Pneumonia is the leading cause of calf mortality after the neonatal period, causing significant welfare harm and economic losses across dairy and beef enterprises. Understanding the multifactorial causes of bovine respiratory disease (BRD) enables targeted prevention strategies.
Pneumonia causes genuine suffering in calves — fever, respiratory difficulty, lethargy, and pain from pulmonary inflammation. Calves with clinical pneumonia show reduced feed intake, weight loss, depressed behaviour, and nasal discharge. Severe cases cause respiratory failure and death. Even calves that recover from clinical disease may have permanent lung damage, impairing their productive potential and potentially causing ongoing chronic welfare compromise. The suffering of calves with undetected or delayed-treatment pneumonia is a preventable welfare failure.
BRD is a polymicrobial disease typically involving: viral triggers (Bovine Respiratory Syncytial Virus, Bovine Herpesvirus 1, Parainfluenza-3, Bovine Coronavirus) that damage airway defences and enable secondary bacterial infection, followed by bacterial pathogens (Mannheimia haemolytica, Pasteurella multocida, Histophilus somni, Mycoplasma bovis). Mycoplasma bovis is particularly problematic due to antibiotic resistance and its ability to cause severe, chronic lung damage and joint disease. Understanding the pathogen profile in a specific enterprise guides vaccination and treatment choice.
Key risk factors for calf pneumonia: poor colostrum management (failure of passive transfer leaves calves immunocompromised), mixing calves of different ages and sources (introducing new pathogens), inadequate ventilation in calf housing (high humidity, poor air exchange, high bacterial and viral loads), high stocking density, nutritional stress (restricted milk feeding), cold stress (particularly in young calves), and weaning stress. The 'triangle' of host susceptibility (poor immunity), pathogen challenge (high pathogen load), and environmental stress (cold, poor ventilation) explains most BRD risk.
Early detection is critical for welfare — calves treated within 24 hours of first signs have significantly better outcomes than those treated after 48+ hours. Clinical Respiratory Scoring systems (e.g., Wisconsin Respiratory Scoring Chart — assessing rectal temperature, nasal discharge, eye discharge, ear position, cough on stimulation) provide standardised criteria for treatment decisions. Training stockpeople in recognising subtle early signs (reduced activity, slightly depressed ears, slightly elevated respiratory rate) before obvious illness occurs is a welfare investment.

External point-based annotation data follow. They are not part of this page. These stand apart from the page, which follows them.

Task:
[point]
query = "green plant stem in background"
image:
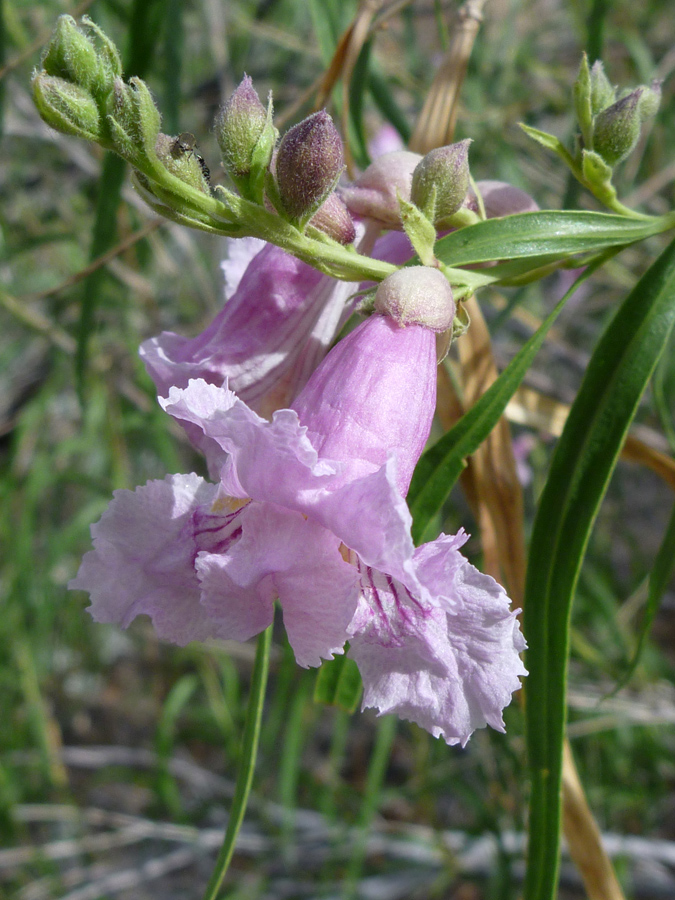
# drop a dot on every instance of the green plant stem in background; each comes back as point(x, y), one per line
point(247, 764)
point(384, 738)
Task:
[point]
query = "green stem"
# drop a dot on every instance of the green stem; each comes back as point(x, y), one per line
point(247, 764)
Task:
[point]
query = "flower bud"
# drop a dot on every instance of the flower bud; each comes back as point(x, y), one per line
point(602, 92)
point(440, 182)
point(133, 118)
point(73, 56)
point(375, 192)
point(616, 130)
point(333, 218)
point(66, 107)
point(308, 164)
point(239, 126)
point(417, 295)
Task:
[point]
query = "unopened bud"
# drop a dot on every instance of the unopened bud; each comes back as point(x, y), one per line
point(89, 60)
point(239, 127)
point(333, 218)
point(66, 107)
point(440, 182)
point(376, 191)
point(417, 295)
point(616, 130)
point(133, 118)
point(603, 93)
point(308, 164)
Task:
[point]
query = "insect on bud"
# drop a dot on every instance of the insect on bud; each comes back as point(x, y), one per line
point(441, 181)
point(333, 218)
point(417, 295)
point(308, 164)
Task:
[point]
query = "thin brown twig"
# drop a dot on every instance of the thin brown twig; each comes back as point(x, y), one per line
point(100, 261)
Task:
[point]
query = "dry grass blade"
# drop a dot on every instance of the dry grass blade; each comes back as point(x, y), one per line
point(436, 123)
point(583, 837)
point(536, 410)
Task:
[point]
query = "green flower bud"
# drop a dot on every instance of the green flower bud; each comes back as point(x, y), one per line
point(309, 163)
point(417, 295)
point(239, 127)
point(441, 181)
point(180, 157)
point(66, 107)
point(133, 119)
point(603, 93)
point(73, 56)
point(616, 130)
point(333, 218)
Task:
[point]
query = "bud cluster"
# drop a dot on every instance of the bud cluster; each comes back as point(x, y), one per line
point(611, 126)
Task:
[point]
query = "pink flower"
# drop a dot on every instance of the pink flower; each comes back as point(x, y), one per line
point(309, 509)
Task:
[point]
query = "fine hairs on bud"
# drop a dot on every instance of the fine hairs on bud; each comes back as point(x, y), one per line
point(441, 181)
point(309, 162)
point(239, 126)
point(417, 295)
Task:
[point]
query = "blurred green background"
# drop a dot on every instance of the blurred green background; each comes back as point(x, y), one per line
point(117, 752)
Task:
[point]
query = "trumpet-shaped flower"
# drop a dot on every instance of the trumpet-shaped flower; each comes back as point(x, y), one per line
point(309, 510)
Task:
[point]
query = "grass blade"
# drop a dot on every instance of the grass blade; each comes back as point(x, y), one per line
point(582, 465)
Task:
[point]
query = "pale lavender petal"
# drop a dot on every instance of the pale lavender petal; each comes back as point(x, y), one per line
point(240, 252)
point(143, 559)
point(452, 665)
point(386, 140)
point(268, 461)
point(374, 394)
point(282, 554)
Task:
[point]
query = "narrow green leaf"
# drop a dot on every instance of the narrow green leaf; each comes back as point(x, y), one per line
point(338, 683)
point(582, 465)
point(543, 233)
point(664, 567)
point(441, 465)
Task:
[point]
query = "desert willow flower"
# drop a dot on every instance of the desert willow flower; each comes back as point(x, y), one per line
point(308, 509)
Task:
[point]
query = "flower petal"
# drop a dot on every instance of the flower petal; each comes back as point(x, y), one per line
point(451, 667)
point(143, 559)
point(282, 554)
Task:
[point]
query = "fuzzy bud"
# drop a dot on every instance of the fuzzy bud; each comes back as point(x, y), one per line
point(66, 107)
point(239, 127)
point(333, 218)
point(616, 129)
point(308, 164)
point(417, 295)
point(88, 60)
point(376, 191)
point(440, 182)
point(602, 92)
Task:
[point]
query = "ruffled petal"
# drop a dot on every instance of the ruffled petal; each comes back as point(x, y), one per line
point(282, 554)
point(143, 559)
point(450, 666)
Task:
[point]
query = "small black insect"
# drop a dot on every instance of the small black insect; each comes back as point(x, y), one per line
point(187, 143)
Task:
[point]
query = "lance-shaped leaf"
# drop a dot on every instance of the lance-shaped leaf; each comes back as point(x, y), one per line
point(441, 465)
point(543, 233)
point(582, 465)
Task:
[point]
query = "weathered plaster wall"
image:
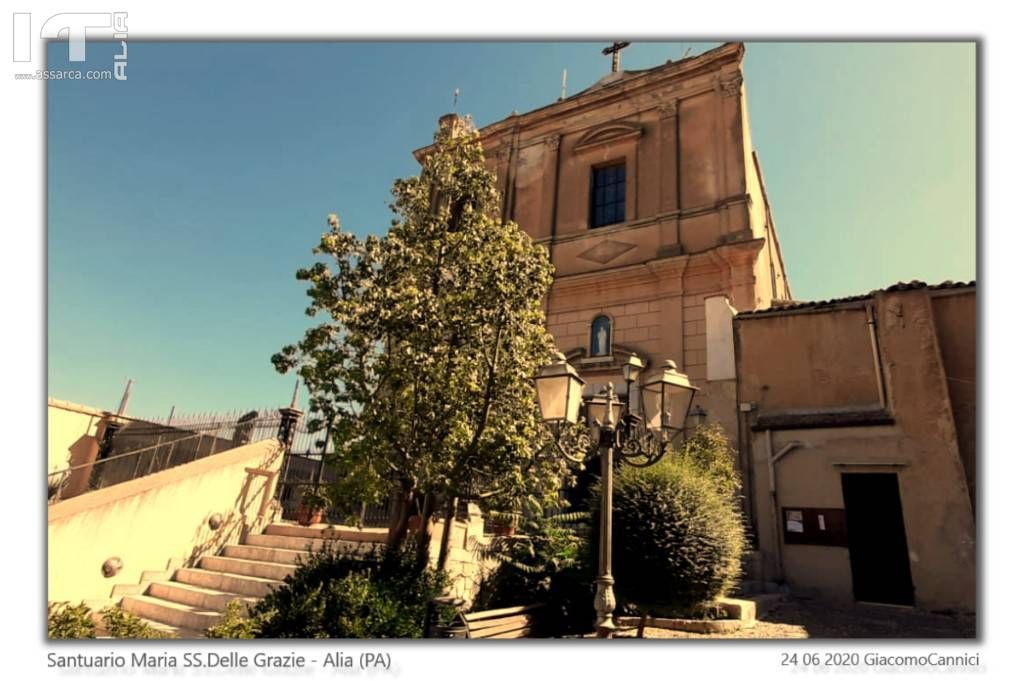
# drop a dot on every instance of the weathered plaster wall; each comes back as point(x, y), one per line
point(156, 521)
point(72, 433)
point(922, 447)
point(809, 360)
point(955, 316)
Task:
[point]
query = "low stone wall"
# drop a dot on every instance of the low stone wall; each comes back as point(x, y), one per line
point(160, 520)
point(73, 433)
point(464, 564)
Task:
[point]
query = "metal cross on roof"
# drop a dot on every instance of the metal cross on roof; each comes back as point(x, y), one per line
point(613, 50)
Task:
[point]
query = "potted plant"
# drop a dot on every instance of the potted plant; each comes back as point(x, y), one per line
point(311, 507)
point(504, 523)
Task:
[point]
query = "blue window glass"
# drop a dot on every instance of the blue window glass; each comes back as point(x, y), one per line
point(607, 195)
point(600, 337)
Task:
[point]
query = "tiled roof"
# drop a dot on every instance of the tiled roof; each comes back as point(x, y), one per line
point(786, 305)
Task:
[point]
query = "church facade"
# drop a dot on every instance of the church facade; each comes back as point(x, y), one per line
point(646, 190)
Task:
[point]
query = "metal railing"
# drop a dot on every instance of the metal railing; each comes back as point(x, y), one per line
point(131, 449)
point(302, 472)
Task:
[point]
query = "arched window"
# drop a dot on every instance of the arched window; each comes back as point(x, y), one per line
point(600, 336)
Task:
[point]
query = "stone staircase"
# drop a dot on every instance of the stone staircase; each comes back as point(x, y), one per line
point(190, 599)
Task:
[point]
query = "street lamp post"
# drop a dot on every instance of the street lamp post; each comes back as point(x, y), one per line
point(637, 439)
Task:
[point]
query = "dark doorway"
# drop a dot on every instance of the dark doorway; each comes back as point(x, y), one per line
point(879, 556)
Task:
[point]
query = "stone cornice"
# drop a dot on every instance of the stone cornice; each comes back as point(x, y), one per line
point(643, 272)
point(646, 221)
point(652, 79)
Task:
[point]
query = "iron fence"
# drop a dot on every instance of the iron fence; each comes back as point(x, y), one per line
point(301, 472)
point(130, 448)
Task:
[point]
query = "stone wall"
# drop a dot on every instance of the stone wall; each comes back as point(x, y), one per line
point(157, 521)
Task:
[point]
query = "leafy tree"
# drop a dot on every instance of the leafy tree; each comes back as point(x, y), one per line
point(430, 338)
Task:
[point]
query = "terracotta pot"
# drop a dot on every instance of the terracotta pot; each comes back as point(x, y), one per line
point(307, 516)
point(503, 529)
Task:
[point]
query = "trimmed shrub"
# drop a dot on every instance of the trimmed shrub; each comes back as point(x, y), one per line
point(236, 624)
point(67, 621)
point(678, 530)
point(542, 564)
point(342, 593)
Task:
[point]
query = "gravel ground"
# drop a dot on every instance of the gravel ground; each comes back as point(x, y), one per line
point(796, 618)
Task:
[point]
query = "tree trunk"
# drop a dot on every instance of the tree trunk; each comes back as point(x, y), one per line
point(423, 536)
point(401, 508)
point(450, 507)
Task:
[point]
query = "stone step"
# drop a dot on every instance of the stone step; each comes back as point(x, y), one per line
point(171, 631)
point(248, 567)
point(168, 612)
point(265, 553)
point(300, 543)
point(328, 531)
point(239, 584)
point(201, 597)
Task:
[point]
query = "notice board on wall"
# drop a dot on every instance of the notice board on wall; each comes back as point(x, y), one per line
point(821, 526)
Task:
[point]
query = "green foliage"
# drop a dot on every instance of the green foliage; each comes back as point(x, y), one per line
point(236, 624)
point(541, 564)
point(67, 621)
point(337, 593)
point(678, 530)
point(314, 501)
point(122, 624)
point(428, 341)
point(709, 452)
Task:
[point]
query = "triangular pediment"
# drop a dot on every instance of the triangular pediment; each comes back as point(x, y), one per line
point(608, 133)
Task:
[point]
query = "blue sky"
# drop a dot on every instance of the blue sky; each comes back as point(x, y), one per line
point(181, 201)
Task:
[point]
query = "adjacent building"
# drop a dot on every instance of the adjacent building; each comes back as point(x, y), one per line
point(853, 419)
point(646, 190)
point(857, 440)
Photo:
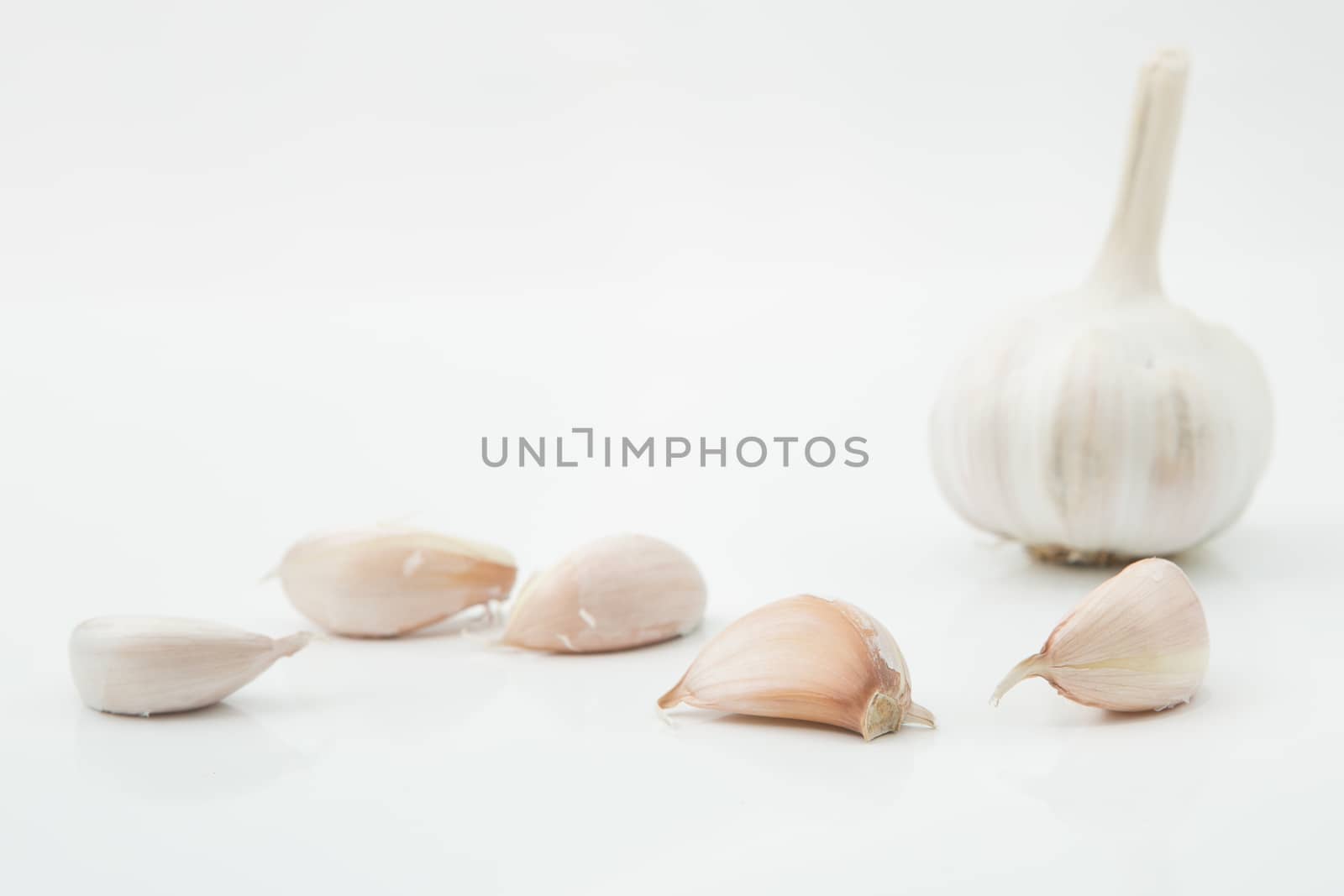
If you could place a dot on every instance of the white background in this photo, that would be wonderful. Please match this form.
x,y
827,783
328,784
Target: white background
x,y
273,266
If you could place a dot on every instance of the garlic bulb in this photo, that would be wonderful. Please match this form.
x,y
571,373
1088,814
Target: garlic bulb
x,y
387,580
145,665
1139,641
616,593
1108,423
806,658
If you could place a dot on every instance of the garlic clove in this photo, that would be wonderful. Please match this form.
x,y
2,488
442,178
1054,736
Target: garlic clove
x,y
1139,641
806,658
147,665
616,593
387,580
1108,423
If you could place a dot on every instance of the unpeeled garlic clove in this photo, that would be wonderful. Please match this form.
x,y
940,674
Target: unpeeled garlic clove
x,y
806,658
1139,641
387,580
616,593
145,665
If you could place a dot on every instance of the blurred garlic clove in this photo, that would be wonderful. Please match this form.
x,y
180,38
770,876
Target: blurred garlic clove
x,y
1109,423
806,658
387,580
145,665
612,594
1139,641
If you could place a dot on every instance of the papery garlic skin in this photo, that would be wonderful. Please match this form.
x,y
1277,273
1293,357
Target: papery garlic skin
x,y
1137,642
1108,423
389,580
806,658
147,665
612,594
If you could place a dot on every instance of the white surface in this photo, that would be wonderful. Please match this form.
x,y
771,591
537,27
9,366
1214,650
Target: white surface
x,y
269,268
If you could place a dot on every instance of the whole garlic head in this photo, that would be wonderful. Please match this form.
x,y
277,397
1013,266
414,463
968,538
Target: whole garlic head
x,y
1108,423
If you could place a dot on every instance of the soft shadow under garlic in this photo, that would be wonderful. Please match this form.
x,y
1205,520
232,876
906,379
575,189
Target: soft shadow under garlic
x,y
219,752
810,660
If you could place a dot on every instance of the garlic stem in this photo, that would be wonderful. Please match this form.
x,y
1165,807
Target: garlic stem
x,y
1032,665
1128,258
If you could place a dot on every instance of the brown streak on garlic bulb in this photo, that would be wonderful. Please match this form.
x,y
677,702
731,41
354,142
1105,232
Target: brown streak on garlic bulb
x,y
389,580
1109,423
806,658
612,594
1137,642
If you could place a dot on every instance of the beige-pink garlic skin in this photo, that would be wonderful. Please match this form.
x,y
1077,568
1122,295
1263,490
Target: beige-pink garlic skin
x,y
806,658
1137,642
150,665
389,580
617,593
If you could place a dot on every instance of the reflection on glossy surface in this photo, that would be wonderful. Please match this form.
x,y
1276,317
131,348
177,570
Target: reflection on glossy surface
x,y
197,755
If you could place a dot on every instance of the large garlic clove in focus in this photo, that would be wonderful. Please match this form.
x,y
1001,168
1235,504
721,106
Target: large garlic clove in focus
x,y
1106,423
616,593
1139,641
145,665
387,580
806,658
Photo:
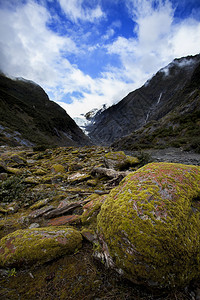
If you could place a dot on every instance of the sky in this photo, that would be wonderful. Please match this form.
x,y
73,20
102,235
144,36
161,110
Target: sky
x,y
86,53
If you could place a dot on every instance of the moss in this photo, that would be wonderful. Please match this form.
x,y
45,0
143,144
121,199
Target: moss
x,y
38,245
58,168
119,161
91,209
39,204
150,227
14,171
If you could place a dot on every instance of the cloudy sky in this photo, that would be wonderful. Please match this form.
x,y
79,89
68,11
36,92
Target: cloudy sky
x,y
85,53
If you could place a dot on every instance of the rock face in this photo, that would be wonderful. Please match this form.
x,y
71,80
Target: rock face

Treatment includes: appropriate antimicrobials (selected based on pathogen, antibiotic sensitivity, and residue considerations), NSAIDs for pain relief and anti-inflammatory effect (significantly improving welfare outcomes and recovery rates — NSAID treatment should be part of every pneumonia treatment protocol), and supportive care. Re-treatment protocols for non-responders and anti-inflammatory use in severe cases improve outcomes. Treatment records enable assessment of drug efficacy and inform future antibiotic stewardship decisions.
Prevention strategy: maximise passive immunity (target ≤20% FPT rate), vaccination against viral components (intranasal vaccines can be given before maternal antibody decline — at 2-3 weeks), optimise ventilation (minimum 4 air changes per hour while maintaining thermal comfort), limit mixing of calves from different sources, implement all-in/all-out management in calf accommodation, and provide adequate nutrition to support immune function. Systematic risk assessment with the attending veterinarian enables targeted prevention investment.